Despite Smith’s blistering pass rate and utilization of 4-WR sets, no individual Roughnecks receiver had overwhelming fantasy success last season, something I firmly expect to change with the Brahmas in 2024. Before suffering a season-ending injury, Jontre Kirklin was the lone Houston receiver finding consistent fantasy success in Smith’s offense last season, running a route on 84.0% of dropbacks, averaging an 18.8% target share on a healthy 14.8-yard aDOT. During a four-game stretch to start the season, he averaged 16.0 DraftKings points per game and looked like a true deep threat on the perimeter. Signed by San Antonio in January, I expect him to be one of the team’s primary perimeter receivers in Week 1. With one of their two Phase 2 selections that wasn’t formerly a member of the Houston Roughnecks, San Antonio selected former Orlando Guardians TE Cody Latimer, reuniting him with his Guardians QB, likely making him one of the team’s top overall targets. Officially listed as a TE, Latimer is capable of playing anywhere, just as he did last season, running 80.5% of his routes from the slot, earning a 26.7% TPRR rate to go along with an impressive 2.47 YPRR on a 7.4-yard aDOT. The 6-foot-3, 216-pound Latimer isn’t a traditional slot receiver and thus may move to the perimeter in Smith’s offense, but regardless of where he ultimately lines up, he should be on the field plenty.

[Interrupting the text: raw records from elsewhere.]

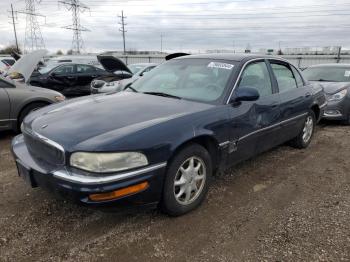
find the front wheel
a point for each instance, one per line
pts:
(304, 138)
(187, 180)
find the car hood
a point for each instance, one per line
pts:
(111, 63)
(331, 88)
(27, 63)
(79, 120)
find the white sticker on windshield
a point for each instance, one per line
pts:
(220, 65)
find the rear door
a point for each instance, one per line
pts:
(255, 123)
(295, 99)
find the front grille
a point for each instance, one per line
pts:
(43, 150)
(97, 83)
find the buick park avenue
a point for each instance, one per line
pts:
(160, 141)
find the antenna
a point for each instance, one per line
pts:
(122, 29)
(76, 7)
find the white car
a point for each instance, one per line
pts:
(138, 70)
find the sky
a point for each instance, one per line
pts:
(188, 25)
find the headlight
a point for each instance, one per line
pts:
(107, 162)
(60, 98)
(338, 96)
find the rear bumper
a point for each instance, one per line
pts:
(78, 187)
(337, 110)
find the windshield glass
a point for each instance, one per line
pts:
(136, 68)
(47, 68)
(327, 73)
(201, 80)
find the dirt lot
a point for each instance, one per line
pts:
(285, 205)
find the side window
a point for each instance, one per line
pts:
(3, 84)
(284, 77)
(85, 69)
(298, 77)
(63, 70)
(257, 76)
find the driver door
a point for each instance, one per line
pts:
(4, 106)
(254, 124)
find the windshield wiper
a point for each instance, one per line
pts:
(323, 80)
(161, 94)
(133, 89)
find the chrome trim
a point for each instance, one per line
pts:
(272, 126)
(88, 180)
(48, 141)
(3, 120)
(224, 143)
(245, 65)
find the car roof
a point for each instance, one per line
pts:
(331, 65)
(230, 56)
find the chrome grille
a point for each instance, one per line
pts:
(43, 149)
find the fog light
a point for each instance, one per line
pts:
(119, 193)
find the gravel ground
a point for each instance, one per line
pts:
(284, 205)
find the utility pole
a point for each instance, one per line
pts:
(14, 27)
(122, 29)
(76, 7)
(33, 38)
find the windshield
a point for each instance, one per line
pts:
(136, 68)
(47, 68)
(201, 80)
(327, 73)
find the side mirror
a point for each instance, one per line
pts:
(246, 94)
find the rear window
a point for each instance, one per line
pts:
(327, 73)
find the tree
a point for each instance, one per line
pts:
(9, 49)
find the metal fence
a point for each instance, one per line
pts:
(300, 61)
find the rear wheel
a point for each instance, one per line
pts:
(28, 109)
(187, 180)
(304, 138)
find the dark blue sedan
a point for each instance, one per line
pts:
(160, 141)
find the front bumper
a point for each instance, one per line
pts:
(337, 110)
(78, 187)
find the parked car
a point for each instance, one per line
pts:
(68, 78)
(116, 67)
(335, 80)
(6, 62)
(18, 99)
(161, 140)
(138, 71)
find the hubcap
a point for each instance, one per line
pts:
(189, 180)
(308, 129)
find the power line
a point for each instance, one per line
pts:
(122, 29)
(76, 7)
(14, 27)
(33, 38)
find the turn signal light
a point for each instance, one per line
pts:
(119, 193)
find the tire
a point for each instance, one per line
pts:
(175, 203)
(305, 136)
(26, 110)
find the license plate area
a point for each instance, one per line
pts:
(25, 173)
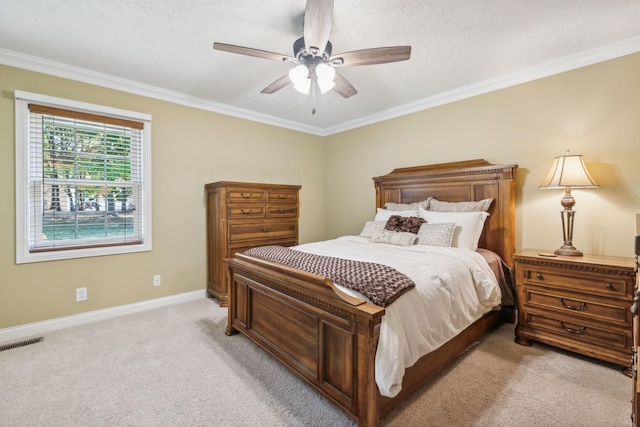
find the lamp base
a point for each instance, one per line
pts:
(567, 250)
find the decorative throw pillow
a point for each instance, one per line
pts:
(439, 234)
(385, 214)
(407, 224)
(469, 226)
(408, 206)
(394, 238)
(371, 227)
(440, 206)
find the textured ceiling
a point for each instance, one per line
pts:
(163, 48)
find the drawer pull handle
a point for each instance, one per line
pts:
(572, 307)
(571, 330)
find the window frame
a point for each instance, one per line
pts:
(23, 197)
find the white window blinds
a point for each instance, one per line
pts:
(86, 181)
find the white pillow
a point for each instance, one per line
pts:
(371, 227)
(440, 206)
(439, 234)
(398, 238)
(385, 214)
(469, 226)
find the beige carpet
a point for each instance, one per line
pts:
(174, 366)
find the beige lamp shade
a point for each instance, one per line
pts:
(568, 171)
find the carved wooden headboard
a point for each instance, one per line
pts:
(470, 180)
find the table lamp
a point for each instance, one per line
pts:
(568, 171)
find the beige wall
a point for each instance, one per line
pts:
(593, 111)
(190, 147)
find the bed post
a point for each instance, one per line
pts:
(367, 391)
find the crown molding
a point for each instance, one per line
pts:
(568, 63)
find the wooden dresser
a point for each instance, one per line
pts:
(581, 304)
(242, 215)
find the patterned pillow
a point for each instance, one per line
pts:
(394, 238)
(385, 214)
(407, 206)
(371, 227)
(439, 206)
(406, 224)
(440, 234)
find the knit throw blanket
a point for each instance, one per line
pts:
(380, 283)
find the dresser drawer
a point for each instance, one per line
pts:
(246, 211)
(567, 330)
(282, 211)
(593, 283)
(245, 246)
(612, 312)
(262, 230)
(283, 197)
(246, 195)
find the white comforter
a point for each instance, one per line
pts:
(454, 288)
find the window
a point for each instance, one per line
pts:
(82, 179)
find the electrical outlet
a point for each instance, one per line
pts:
(81, 294)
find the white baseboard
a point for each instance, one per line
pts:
(39, 328)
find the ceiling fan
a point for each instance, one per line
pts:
(313, 52)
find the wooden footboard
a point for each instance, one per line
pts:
(323, 335)
(326, 337)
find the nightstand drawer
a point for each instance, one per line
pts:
(609, 286)
(609, 311)
(578, 303)
(584, 333)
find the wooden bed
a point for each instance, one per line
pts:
(329, 339)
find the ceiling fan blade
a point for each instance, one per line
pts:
(377, 55)
(343, 87)
(318, 17)
(253, 52)
(277, 85)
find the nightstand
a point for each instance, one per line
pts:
(581, 304)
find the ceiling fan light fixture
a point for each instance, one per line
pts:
(303, 86)
(299, 74)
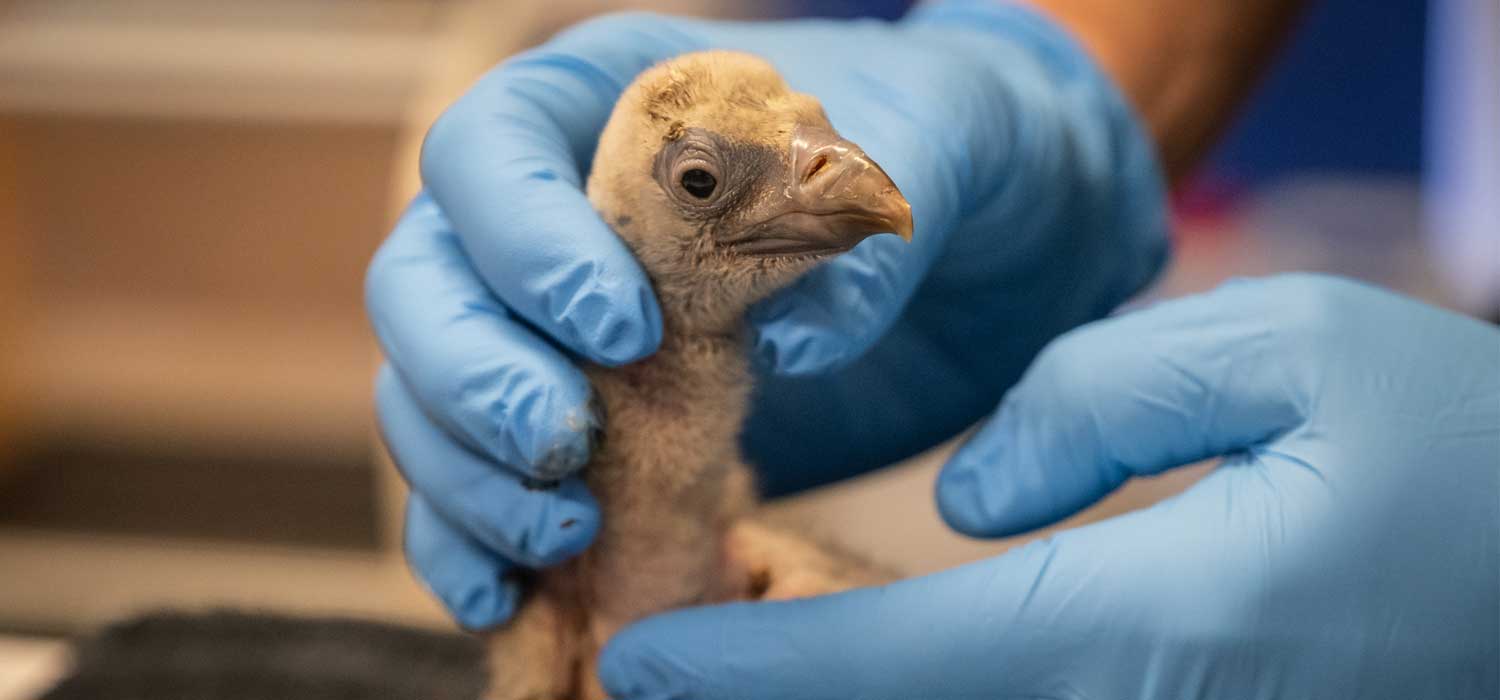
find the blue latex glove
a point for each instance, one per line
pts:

Slot receivers play an important role in Smith’s offense and are oft-targeted as we saw in Houston, with receivers who ran at least 54.6% of their routes inside accounting for 55% of the team’s total targets. Former Buffalo Bills sixth-round pick Marquez Stevenson was signed in January and could have an early track at an every-down role as one of the team’s slot receivers. In college, Stevenson ran 88.6% of his routes inside, posting a 147/2,269/22 receiving line in 32 games. Landen Akers returns to the Brahmas after earning a team-high 38 targets in 2023, where he ran a route on 71.1% of dropbacks in the six games he appeared, 78.9% of which came from the slot. Akers posted a paltry 3.9-yard aDOT and could be an ideal high-volume, low-aDOT receiver in this Air Raid attack.
Though Max Borghi scored the league’s third-most rushing TDs (6) for Smith’s Roughnecks last season, the backfield usage was hardly conducive to consistent weekly production, as Borghi handled just 34.7% of the team’s designed rushing attempts while running a route on just 19.1% of dropbacks en route to a modest 8.2% target share. Borghi will not join the coaching staff from Houston to San Antonio, but the Brahmas did add former Pittsburgh Steelers fourth-round pick Anthony McFarland while also bringing back Brycen Alleyne, who handled 19.6% of the team’s carries in 2023 and ran a route on 14.4% of dropbacks. They used a second dispersal draft pick on Jaylen Samuels and signed former Vegas Vipers RB John Lovett in January. As it stands, McFarland is tentatively penciled in as the team’s RB1, though a RBBC approach should be widely expected here.